Vacancy rates continue to decline in the U.S. industrial market spurred by demand for big box distribution centers, with Chicago recording the strongest gains in the first quarter of 2011, according to Jones Lang LaSalle’s Spring Industrial Outlook.
The national industrial property market recorded a drop of 20 basis points in the first quarter to finish at an even 10.0 vacancy rate. Activity has been most robust on the coasts, with California’s Inland Empire and the Philadelphia experiencing numerous large leases that have depleted their existing supply of quality, big box space. Speculative development could begin in these markets by the end of this year.
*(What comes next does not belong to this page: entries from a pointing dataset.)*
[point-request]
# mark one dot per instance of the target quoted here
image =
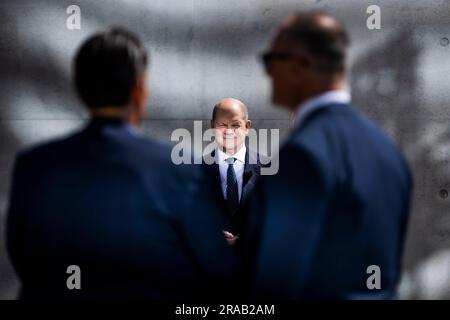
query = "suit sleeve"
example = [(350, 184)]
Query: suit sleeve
[(288, 211), (202, 224)]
While costal markets may have been the strongest performers, many secondary markets are now on the road to recovery. The report cites that secondary distribution hubs such as Atlanta, Dallas, Indianapolis, Phoenix, Miami, Seattle, Denver, and Pittsburgh, all have recorded positive absorption this year.
The economy has not added jobs at a pace sufficient to instill solid confidence in the market, but it is not shedding jobs like it once was, leaving those entrenched in their current positions to feel a little more comfortable with spending money. Consumer confidence has fluctuated recently, but, according to the Conference Board, a business research association, it remains well above its third quarter 2010 lows.
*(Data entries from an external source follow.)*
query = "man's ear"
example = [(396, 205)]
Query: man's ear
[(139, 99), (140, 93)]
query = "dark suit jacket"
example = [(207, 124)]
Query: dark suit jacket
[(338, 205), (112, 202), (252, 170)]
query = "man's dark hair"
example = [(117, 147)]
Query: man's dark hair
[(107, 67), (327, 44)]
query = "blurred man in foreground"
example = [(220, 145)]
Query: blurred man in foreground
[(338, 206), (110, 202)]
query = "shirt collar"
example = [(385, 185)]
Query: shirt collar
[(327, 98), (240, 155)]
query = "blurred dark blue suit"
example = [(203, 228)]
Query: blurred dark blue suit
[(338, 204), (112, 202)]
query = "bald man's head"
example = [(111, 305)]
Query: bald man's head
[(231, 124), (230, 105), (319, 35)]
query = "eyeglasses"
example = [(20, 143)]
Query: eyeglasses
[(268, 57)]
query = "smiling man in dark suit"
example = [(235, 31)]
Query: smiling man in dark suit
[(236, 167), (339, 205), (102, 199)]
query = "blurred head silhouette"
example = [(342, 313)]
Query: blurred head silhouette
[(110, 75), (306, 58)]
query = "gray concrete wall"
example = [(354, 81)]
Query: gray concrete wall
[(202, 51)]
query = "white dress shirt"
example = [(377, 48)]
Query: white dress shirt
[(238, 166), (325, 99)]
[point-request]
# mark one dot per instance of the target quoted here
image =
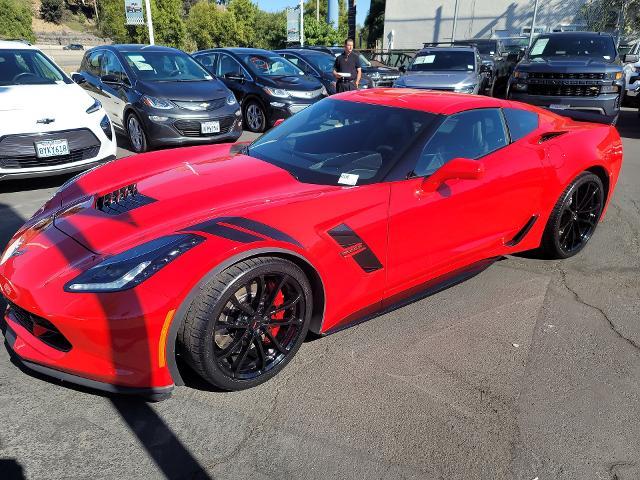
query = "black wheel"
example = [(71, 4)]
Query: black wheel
[(255, 118), (247, 323), (574, 217), (136, 133)]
“I think there is more confidence on behalf of the consumer,” says Keith Stauber, regional managing director for Jones Lang LaSalle. “People don’t feel as threatened anymore and they are more willing to go out and partake in discretionary spending.”
While leasing has picked up, investment sales continue to improve as well. The first quarter sales volume was $2.6 billion, a 14.6 percent increase from year ago numbers.
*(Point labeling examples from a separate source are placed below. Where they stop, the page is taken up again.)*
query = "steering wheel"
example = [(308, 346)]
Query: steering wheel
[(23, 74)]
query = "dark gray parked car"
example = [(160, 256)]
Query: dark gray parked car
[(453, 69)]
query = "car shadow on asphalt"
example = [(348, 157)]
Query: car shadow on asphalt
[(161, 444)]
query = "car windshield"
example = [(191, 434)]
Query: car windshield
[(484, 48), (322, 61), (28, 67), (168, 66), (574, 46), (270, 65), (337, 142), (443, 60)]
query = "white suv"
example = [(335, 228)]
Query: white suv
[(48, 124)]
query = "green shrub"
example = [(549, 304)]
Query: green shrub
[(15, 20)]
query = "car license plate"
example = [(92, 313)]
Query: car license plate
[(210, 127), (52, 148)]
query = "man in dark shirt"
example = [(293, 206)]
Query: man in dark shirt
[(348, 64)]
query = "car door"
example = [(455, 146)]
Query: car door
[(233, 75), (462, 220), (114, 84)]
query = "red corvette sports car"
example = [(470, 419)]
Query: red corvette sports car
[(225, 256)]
The majority of investment is coming from domestic sources, with pension funds and life insurance companies deploying capital to quality assets, says Stauber.
Chicago has strong first half of 2011
Chicago led the national pack with 7.7 million square feet of absorption in the first quarter of 2011. This has been a huge step forward for a market that experienced more than 15 million square feet of negative absorption in 2009 and 2010 combined, says Stauber.
“It was refreshing to see that performance,” says Stauber. “In a good market, Chicago will do 15 million square feet of (annual) absorption. This bodes well for the stabilization of rental rates.”
Currently, the average asking rent in the Chicago market is $4.17. That should remain stable for the foreseeable future, but, as more big deals take place, landlords could see the market turning in their favor next year.
Stauber says that there are numerous large deals waiting to happen in the Chicago market. His firm is tracking multiple users that are actively seeking a total of 8 million square feet in the I-55 and I-80 markets. These users are all looking for spaces of 250,000 square feet or more.
“I think we are going to see three-to-five of these big deals close within next six-to-nine months,” he says. “That would be a phenomenal turn around.”
With only 10-12 viable options available in this market area, supply will become strained when the majority of these deals are done. Stauber believes that the market could be ready for speculative development as early as the spring of 2012.
Stauber says that he is very optimistic about the long-term viability of the Chicago market, however, as the big distribution firms begin to reposition themselves and continue to gradually recover, smaller firms may be left out in the cold as they can no longer afford to wait for a robust economy.
“I’m concerned about the small-to-medium sized users,” says Stauber. “The economy may not be improving fast enough for them.”